AQA Syllabus focus:
'Biological explanations for schizophrenia, including neural correlates and the dopamine hypothesis.'
These notes explain how brain activity and dopamine function have been used to account for schizophrenia, focusing on symptom-specific findings and the main strengths and limitations of biological evidence.
Neural correlates
Neural correlates are important because they connect particular symptoms of schizophrenia to identifiable patterns of brain structure or brain activity.
Neural correlates are measurable patterns of brain structure or brain activity that are associated with a particular psychological experience, symptom, or disorder.

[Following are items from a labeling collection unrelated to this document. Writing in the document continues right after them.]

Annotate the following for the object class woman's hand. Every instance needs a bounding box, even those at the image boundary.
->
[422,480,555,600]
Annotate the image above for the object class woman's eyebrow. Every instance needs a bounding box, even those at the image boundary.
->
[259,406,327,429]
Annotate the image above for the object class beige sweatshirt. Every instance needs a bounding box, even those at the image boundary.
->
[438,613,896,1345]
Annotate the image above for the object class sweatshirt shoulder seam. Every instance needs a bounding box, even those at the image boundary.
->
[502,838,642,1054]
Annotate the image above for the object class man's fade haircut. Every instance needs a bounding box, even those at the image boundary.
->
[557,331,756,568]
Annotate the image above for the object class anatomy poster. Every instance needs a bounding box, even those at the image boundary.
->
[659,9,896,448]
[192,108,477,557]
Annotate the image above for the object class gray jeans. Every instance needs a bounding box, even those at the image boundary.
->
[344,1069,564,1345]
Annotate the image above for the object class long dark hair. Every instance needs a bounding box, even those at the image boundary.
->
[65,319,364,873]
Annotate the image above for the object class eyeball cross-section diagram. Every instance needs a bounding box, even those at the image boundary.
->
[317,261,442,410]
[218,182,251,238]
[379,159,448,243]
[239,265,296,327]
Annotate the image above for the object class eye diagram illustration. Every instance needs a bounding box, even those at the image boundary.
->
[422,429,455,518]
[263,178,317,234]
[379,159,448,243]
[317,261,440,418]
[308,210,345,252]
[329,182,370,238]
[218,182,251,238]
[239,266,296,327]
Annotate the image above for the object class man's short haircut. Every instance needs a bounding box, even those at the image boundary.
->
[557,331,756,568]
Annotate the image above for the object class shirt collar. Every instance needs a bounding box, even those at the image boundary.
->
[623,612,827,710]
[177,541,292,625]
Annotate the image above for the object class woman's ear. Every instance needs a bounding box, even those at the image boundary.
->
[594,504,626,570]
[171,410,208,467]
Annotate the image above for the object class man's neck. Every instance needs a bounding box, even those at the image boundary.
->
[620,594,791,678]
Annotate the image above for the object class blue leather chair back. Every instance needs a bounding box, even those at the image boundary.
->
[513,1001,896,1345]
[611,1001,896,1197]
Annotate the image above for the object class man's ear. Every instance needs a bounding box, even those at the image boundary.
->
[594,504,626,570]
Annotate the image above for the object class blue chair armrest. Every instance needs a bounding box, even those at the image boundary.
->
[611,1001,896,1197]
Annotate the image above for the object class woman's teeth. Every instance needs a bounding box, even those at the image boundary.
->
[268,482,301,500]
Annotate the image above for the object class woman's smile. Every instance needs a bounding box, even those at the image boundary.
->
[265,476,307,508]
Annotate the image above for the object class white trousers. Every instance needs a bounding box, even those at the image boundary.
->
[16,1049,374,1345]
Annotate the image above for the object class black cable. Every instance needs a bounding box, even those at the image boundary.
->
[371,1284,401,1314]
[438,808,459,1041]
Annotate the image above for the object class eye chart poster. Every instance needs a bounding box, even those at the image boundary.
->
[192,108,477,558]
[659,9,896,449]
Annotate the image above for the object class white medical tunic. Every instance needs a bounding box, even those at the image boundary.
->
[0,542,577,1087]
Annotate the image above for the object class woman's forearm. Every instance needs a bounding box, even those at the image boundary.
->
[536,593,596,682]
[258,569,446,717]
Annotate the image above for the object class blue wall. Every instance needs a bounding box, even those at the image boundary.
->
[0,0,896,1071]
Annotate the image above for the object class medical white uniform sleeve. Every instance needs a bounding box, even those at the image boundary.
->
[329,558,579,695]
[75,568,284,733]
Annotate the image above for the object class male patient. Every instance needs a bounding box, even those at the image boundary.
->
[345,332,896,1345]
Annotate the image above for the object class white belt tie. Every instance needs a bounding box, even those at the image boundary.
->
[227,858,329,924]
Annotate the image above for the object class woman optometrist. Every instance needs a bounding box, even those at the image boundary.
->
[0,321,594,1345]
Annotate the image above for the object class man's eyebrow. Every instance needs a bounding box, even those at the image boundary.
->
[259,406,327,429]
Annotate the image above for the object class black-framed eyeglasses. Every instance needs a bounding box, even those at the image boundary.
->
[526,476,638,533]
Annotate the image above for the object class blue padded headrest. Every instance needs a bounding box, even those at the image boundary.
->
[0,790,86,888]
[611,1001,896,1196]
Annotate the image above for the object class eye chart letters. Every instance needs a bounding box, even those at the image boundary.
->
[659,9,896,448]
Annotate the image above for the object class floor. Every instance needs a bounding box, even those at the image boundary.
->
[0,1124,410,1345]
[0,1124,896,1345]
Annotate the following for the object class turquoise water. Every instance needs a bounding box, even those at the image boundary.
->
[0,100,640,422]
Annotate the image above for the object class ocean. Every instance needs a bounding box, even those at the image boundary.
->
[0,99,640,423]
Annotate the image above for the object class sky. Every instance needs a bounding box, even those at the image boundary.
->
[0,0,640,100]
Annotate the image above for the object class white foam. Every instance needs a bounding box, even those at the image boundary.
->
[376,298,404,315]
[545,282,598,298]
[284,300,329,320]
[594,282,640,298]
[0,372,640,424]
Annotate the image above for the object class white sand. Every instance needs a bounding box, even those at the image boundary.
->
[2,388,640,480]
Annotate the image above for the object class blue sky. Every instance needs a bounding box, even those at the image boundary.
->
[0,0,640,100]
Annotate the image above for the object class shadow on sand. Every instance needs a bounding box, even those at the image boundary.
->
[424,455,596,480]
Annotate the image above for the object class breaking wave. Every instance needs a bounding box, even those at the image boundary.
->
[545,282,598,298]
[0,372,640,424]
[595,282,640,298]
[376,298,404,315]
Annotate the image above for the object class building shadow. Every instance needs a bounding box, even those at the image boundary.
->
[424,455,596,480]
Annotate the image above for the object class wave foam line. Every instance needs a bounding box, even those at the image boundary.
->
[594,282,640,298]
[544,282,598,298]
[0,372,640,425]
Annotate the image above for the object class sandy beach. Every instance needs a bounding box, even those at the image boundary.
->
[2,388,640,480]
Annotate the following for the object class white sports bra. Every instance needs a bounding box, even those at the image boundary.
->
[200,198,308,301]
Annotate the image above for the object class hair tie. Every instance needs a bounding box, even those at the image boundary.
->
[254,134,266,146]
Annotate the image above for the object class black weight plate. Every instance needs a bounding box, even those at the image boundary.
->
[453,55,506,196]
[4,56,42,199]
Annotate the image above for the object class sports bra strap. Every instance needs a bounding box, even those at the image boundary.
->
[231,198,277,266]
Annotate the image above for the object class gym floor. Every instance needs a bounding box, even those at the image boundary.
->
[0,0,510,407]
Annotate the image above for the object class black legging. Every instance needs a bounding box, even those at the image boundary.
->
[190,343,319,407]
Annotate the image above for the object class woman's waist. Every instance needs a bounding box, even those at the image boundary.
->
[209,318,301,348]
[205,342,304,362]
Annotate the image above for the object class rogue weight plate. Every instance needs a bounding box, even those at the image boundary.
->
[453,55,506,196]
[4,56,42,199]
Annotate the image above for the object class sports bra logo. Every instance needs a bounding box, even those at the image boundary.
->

Researchers do not usually look for one single “schizophrenia area” in the brain. Instead, they investigate whether different symptoms are linked to different neural systems.
Examples of neural correlates
One well-known example concerns auditory hallucinations, especially hearing voices. Brain-scan studies have found unusual activity in areas involved in speech perception and self-monitoring, such as the superior temporal gyrus and the anterior cingulate cortex. If these regions process internally generated thoughts as though they came from an outside source, this could help explain why a person experiences voices as real.
A second example concerns avolition, the reduced motivation to begin or continue goal-directed activity. This has been linked to lower activity in the ventral striatum, a brain area involved in reward anticipation.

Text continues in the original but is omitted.